Advertisement

Raj govt tables controversial bill, move challenged in HC

Press Trust Of India

Jaipur, Oct 23: The Rajasthan government Monday tabled a controversial bill that seeks to protect public servants and judges from prosecution and bar the media from reporting on allegations against them without its prior sanction sparking a legal challenge and protests inside and outside the Assembly.

The Criminal Laws (Rajasthan Amendment) Bill, 2017 was introduced in the Assembly by Home Minister Gulabchand Kataria to replace an ordinance promulgated on September 7. It seeks to shield both serving and former judges, magistrates and public servants in the BJP-ruled state from being investigated for on-duty action without the government’s approval.

Monday was the first day of the 9th session of the Assembly.

As the move by the Vasundhara Raje government drew widespread criticism from various quarters, a BJP rebel MLA Ghanshyam Tiwari opposed the Bill.

“This is a kala kanoon (black law) and I am against it,” Tiwari told reporters, adding, “It is undemocratic and unconstitutional.”

But the Centre defended the bill with Union minister for law and justice PP Chaudhury saying it was a “balanced” measure keeping interests of everyone in mind.

Rajasthan Congress president Sachin Pilot and several party leaders were briefly detained by the police in Jaipur soon after they took out a march against the lergislative measure. They were later released.

“We will not let the government pass the bill. We are strongly opposing it,” Pilot told reporters after being released.

In the 200-member Rajasthan Assembly, BJP has 160 MLAs, while the Congress has 24 members.

The state government while defending the bill said the measure was required to put an end to what it called an end to frivolous litigations against public servants. The only aim of the ordinance is that people do not misuse section 156(3) CrPC to tarnish the image of honest officers by levelling baseless allegations, according to Kataria.

From 2013 to 2017, 73 per cent of the people who were probed under section 156(3) CrPC faced mental harassment although they were not guilty, he said.

The Editors Guild of India also urged the Rajasthan government to withdraw the ordinance calling it “harmful”.

The ordinance is a “pernicious instrument” to harass the media, the Guild said while reacting to the ordinance that also bars the media from naming the public servant till the government allows the case to be investigated.

Activist Bhagwat Gour filed a petition in the Jaipur bench of the High Court challenging the ordinance, calling it “arbitrary and mala fide”.

The petition contends that the Criminal Laws (Rajasthan Amendment) Ordinance, 2017, was “in contravention of fundamental rights as enshrined under Part-III of the Constitution of India”, said Gour’s counsel AK Jain.

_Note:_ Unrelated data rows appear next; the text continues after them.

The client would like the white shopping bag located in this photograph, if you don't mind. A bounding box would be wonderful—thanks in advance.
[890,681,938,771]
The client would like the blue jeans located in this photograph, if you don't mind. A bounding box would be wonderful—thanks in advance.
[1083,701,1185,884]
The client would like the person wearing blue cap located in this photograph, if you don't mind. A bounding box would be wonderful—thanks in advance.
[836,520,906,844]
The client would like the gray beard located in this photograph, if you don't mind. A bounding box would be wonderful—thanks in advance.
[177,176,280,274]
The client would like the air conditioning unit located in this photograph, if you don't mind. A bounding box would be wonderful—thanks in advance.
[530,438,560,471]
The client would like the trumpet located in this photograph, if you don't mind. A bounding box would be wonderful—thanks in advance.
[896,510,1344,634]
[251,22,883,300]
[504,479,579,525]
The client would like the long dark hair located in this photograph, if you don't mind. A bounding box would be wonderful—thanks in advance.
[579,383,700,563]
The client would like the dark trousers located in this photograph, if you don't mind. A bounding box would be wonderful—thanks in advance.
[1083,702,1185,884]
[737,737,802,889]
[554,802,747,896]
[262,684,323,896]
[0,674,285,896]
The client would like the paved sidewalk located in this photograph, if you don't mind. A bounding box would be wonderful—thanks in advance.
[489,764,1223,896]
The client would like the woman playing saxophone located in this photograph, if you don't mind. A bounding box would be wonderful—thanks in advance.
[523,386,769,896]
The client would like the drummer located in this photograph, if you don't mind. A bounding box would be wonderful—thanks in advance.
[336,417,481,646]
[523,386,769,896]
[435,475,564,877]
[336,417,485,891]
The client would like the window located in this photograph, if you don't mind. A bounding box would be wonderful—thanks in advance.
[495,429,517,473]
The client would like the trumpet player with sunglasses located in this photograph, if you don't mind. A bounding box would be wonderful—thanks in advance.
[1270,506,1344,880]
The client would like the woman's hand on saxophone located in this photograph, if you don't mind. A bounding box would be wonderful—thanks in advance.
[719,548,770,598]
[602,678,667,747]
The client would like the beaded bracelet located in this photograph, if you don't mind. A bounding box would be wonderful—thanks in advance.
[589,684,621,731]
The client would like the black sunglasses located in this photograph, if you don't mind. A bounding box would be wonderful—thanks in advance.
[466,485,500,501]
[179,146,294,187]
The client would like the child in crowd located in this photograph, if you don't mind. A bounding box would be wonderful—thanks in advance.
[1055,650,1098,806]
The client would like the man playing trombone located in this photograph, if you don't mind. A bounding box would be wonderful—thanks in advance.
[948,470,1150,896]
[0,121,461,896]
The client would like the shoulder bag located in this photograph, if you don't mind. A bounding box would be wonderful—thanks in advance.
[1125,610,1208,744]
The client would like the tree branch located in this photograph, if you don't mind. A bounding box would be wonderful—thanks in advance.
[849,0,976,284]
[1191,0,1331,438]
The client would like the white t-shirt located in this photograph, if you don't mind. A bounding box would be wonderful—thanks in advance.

In the Assembly, the opposition Congress strongly opposed the bill and staged a walkout. BJP MLA Ghanshaym Tiwari, who had expressed opposition to the ordinance, walked out of the Assembly twice when he was not allowed by the Speaker to raise a point of order.

Wearing black strips on their mouth, Congress MLAs led by the Leader of Opposition Rameshwar Dudi took out a protest march from the MLA quarters to the assembly building. Holding placards and shouting slogans against Chief Minister Vasundhara Raje, the MLAs entered the assembly premises and accused the BJP government of patronising corruption.